Она размышляла об этом на парковой скамье, занявшись рукодельем, и не заметила, что Этьенн, сев неподалеку, внимательно разглядывает её. Веки её были опущены над вышиванием, она была погружена свои мысли, и ему ничего не стоило внимательно рассмотреть её лицо. Он понял, что перед ним — не смазливая хохотушка, и не милая и добродушная красавица, внешность её отталкивала и манила одновременно. Впалые щеки делали лицо узким, но в этом было что-то завораживающее. Он понял, почему она показалась сестре «монашкой» — в ней было отрешённое спокойствие и холодная красота статуи. Он долго рассматривал красивый небольшой рот и классически ровную линию носа, слишком крупные для этого лица выпуклые веки. Да, понял он, Элоди была редкой красоткой, но чтобы увидеть эту необычную и утончённую красоту, нужно было обладать достаточно нетривиальным вкусом.

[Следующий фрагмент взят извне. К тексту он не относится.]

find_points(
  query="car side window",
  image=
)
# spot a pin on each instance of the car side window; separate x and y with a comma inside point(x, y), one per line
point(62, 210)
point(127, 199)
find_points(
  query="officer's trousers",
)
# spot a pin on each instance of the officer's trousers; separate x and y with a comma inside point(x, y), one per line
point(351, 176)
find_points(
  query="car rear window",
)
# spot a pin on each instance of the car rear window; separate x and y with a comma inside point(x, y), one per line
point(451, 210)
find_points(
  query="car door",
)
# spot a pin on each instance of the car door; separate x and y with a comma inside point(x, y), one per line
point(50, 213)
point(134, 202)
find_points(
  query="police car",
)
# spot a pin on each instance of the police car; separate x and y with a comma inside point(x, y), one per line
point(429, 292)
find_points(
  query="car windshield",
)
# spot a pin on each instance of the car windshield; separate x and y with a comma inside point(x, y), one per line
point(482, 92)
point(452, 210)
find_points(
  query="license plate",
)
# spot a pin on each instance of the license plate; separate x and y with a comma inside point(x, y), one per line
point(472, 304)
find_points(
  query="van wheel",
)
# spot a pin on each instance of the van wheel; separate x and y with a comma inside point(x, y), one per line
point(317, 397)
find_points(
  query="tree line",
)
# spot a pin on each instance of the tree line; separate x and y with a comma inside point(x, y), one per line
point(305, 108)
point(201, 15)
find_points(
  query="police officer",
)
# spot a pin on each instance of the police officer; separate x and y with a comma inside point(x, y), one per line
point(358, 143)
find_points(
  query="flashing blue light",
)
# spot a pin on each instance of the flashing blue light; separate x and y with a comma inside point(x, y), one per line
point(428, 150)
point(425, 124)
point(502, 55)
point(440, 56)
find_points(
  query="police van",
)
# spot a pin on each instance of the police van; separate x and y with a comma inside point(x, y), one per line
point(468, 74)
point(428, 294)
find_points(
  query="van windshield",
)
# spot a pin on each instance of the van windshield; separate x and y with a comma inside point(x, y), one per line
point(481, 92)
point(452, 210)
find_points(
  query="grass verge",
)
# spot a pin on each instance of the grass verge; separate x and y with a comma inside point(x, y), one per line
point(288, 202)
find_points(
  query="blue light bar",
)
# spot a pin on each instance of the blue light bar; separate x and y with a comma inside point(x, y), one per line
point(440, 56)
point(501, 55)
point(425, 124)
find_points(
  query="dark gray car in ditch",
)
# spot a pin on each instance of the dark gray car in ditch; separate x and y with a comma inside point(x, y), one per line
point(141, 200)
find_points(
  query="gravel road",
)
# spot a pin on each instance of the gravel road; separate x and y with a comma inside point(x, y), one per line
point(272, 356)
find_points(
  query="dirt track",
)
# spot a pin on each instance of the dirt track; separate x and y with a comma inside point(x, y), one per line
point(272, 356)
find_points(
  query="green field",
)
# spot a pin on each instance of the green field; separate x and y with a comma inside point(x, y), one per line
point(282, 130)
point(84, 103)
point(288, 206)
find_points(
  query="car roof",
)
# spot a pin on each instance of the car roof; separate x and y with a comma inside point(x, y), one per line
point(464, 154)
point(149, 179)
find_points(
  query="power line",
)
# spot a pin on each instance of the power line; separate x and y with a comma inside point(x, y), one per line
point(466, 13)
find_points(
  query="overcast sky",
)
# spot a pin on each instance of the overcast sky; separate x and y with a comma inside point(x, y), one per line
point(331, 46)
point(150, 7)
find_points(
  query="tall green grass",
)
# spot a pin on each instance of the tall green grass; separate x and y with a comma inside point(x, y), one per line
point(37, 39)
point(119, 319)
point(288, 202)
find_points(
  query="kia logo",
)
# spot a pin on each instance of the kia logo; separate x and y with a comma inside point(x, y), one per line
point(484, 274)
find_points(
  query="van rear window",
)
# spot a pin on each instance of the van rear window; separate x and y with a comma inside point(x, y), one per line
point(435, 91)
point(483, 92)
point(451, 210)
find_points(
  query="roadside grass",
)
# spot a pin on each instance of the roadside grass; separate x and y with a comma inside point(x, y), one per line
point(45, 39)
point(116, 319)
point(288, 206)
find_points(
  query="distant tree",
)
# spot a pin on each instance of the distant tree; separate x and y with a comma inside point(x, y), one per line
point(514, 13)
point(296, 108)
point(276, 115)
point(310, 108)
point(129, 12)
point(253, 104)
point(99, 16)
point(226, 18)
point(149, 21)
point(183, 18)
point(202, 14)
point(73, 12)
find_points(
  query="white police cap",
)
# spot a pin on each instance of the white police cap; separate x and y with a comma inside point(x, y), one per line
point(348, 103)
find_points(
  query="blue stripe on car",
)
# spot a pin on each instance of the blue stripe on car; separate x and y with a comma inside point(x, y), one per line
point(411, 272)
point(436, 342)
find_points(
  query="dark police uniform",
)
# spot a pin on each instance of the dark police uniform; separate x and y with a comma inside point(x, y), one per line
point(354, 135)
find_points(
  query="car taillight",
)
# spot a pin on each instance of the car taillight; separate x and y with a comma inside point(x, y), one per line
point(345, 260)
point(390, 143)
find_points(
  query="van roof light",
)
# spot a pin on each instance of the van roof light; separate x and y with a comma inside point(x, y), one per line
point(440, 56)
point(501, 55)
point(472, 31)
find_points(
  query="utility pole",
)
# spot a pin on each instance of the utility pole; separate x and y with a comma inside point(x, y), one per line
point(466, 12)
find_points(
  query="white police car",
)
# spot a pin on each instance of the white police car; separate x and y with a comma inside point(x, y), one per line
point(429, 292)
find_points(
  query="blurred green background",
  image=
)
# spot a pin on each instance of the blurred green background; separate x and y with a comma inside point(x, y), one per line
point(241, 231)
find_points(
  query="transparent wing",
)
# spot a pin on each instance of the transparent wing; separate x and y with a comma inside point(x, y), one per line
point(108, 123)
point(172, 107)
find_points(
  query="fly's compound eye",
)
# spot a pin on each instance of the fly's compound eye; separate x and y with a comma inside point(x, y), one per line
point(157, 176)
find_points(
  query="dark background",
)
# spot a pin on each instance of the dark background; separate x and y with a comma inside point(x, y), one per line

Пока Этьенн смотрел на неё, в нём не шевелилось никакой чувственности, но вспомнив её ночное купание, он почувствовал, что возбуждается. Как получить эту девицу? Этьенн давно уже не хотел женщин, наслаждение притупилось, он был пресыщен и утомлён легкими победами, ночными оргиями и безудержными излишествами, но вчерашняя ночь что-то изменила. Он чувствовал не похотливое желание самца, но влечение мужчины, стремление покорить сердце, насладиться её любовью, нежным взглядом, восторженным обожанием. Он получит её. Влюбленная Лоретт не имела в его глазах никакой цены, но эта ледяная Галатея оживёт в его руках.

Мысли привычно заскользили по избитой тропе, опыт распутства готов был услужливо подсказать возможности. Внезапно Этьенн вспомнил её взгляды, которые он иногда ловил на себе в прошедшие дни. Ему казалось, что она ревнует и сердится. Что ж, тем лучше. Не сказать ли ей, что он не мог ответить на любовь её сестры, потому что сразу влюбился в неё? Но, поразмыслив, решил не торопиться. Надо внимательно присмотреться к её поведению, прислушаться к словам, так он сможет действовать безошибочно. Этьенн почувствовал прилив сил и одновременно что-то неопределимое, но гнетущее навалилось на него. Он не сразу понял, что это, но когда пришёл в обеденную залу и увидел Клермона, помрачнел. Он замыслил непотребное, подумал он. Стоит ли? Этьенн ещё раз бросил взгляд на Элоди.

Стоит. Он возжелал эту девицу, как Давид Вирсавию, и он получит её.

…Однако наблюдения в течение всего вечера дали ему столь мало пиши для размышлений, что он изумился. Она первая не заговаривала ни с кем, кроме Лоретт и Габриэль. Большей частью молчала, когда что-то говорили Дювернуа или де Файоль — даже не поднимала глаз, но когда изредка заговаривал Арман, она бросала на него внимательные взгляды, которые нисколько не таила. Иногда он ловил её задумчивые взгляды на самом себе и на Сюзанн, но Этьенн не мог понять, что она чувствует к нему и что выражают эти взгляды. Теперь ему не показалось, что она увлечена им, по её размеренным словам и скупым жестам нельзя было прочесть ничего. Лишь когда в комнату забежал крохотный котенок Валет, принадлежавший мсье Бюрро, её лицо на мгновение озарилось улыбкой, и Этьенн вдруг поймал себя на неосознанном, но чувственном порыве — он потянулся, всем телом устремился навстречу этой улыбке.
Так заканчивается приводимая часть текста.